L’activité centrale du nouvel aquarium se trouve dans les coulisses de l’installation, là où toutes les espèces arrivent et sont traitées avant d’être exposées, explique Shai Doron. Une zone qui fait également office de centre de préservation pour les animaux en danger, d’études et de recherches. Au cœur de l’aquarium, un laboratoire où les chimistes testeront la qualité de l’eau, matin et soir. « Il ne s’agit pas d’un système high-tech », précise Doron. « Nous avons appris d’autres aquariums qu’il est préférable de faire appel à des ressources humaines. Des chimistes en auront la charge, car il est important de délivrer des données précises aux biologistes marins. C’est l’élément clé pour assurer la qualité de l’eau. Le système reposera donc sur des hommes, et non sur des ordinateurs. Ces derniers peuvent parfois se montrer trop sensibles, et en général, les aquariums s’équipent de deux systèmes, l’un informatisé et l’autre humain. Nous n’en aurons qu’un, ce qui nous permet de faire des économies de plusieurs millions de shekels. »

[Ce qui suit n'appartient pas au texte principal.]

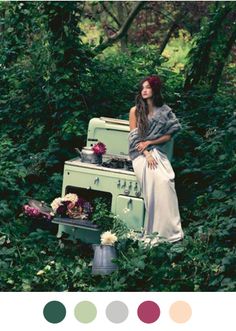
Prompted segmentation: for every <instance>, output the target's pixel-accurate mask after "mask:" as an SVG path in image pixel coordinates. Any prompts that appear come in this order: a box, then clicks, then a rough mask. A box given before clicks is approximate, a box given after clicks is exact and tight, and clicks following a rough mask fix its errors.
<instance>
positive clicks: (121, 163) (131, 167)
mask: <svg viewBox="0 0 236 331" xmlns="http://www.w3.org/2000/svg"><path fill="white" fill-rule="evenodd" d="M102 166H103V167H106V168H113V169H124V170H128V171H134V169H133V166H132V161H130V160H126V159H116V158H112V159H110V160H108V161H106V162H103V163H102Z"/></svg>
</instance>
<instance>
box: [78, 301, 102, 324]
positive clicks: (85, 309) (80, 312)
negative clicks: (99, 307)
mask: <svg viewBox="0 0 236 331" xmlns="http://www.w3.org/2000/svg"><path fill="white" fill-rule="evenodd" d="M74 313H75V317H76V319H77V320H78V321H79V322H81V323H90V322H92V321H93V320H94V319H95V318H96V316H97V309H96V307H95V305H94V304H93V303H92V302H90V301H81V302H79V303H78V304H77V305H76V306H75V310H74Z"/></svg>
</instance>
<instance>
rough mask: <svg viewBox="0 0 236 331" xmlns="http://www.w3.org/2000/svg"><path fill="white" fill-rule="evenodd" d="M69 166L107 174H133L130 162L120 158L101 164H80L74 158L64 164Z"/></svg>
mask: <svg viewBox="0 0 236 331" xmlns="http://www.w3.org/2000/svg"><path fill="white" fill-rule="evenodd" d="M65 163H66V164H69V165H75V166H80V167H84V168H90V169H98V170H103V171H109V172H118V173H128V174H130V173H132V174H134V170H133V166H132V161H131V160H126V159H120V158H117V159H116V158H112V159H108V160H106V161H104V162H103V163H102V164H93V163H87V162H81V158H78V157H77V158H75V159H72V160H69V161H66V162H65Z"/></svg>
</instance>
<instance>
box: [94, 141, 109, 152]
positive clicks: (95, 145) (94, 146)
mask: <svg viewBox="0 0 236 331" xmlns="http://www.w3.org/2000/svg"><path fill="white" fill-rule="evenodd" d="M92 150H93V152H94V154H96V155H103V154H105V153H106V145H105V144H103V143H101V142H98V143H97V144H95V145H93V147H92Z"/></svg>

S’il n’est pas high-tech pour le traitement des eaux, l’aquarium le sera en termes d’inter­activité avec les visiteurs. Au menu : des écrans tactiles compatibles avec des applications pour smartphones, délivrant des données sur toutes les espèces animales exposées ; des panneaux éducatifs, pour présenter les mammifères qu’il n’aura pas été possible d’accueillir dans les différents bassins et autres galeries ; sans oublier, juste avant de partir, une exposition éducative interactive, afin d’encourager les visiteurs à respecter l’environnement. De quoi éveiller les consciences et rendre le grand public plus eco-friendly. A noter que tous les panneaux sont rédigés en hébreu, arabe et anglais.
Reste maintenant à voir si l’aquarium aura le pied marin. Pour son ouverture, prévue le 19 juin prochain, son cap est clair : redonner à la mer toutes ses lettres de noblesse, et surfer sur la vague du développement durable. Ceux qui ont envie d’un bol d’air iodé et de prendre le large le temps de quelques heures, sans quitter Jérusalem, y trouveront leur bonheur.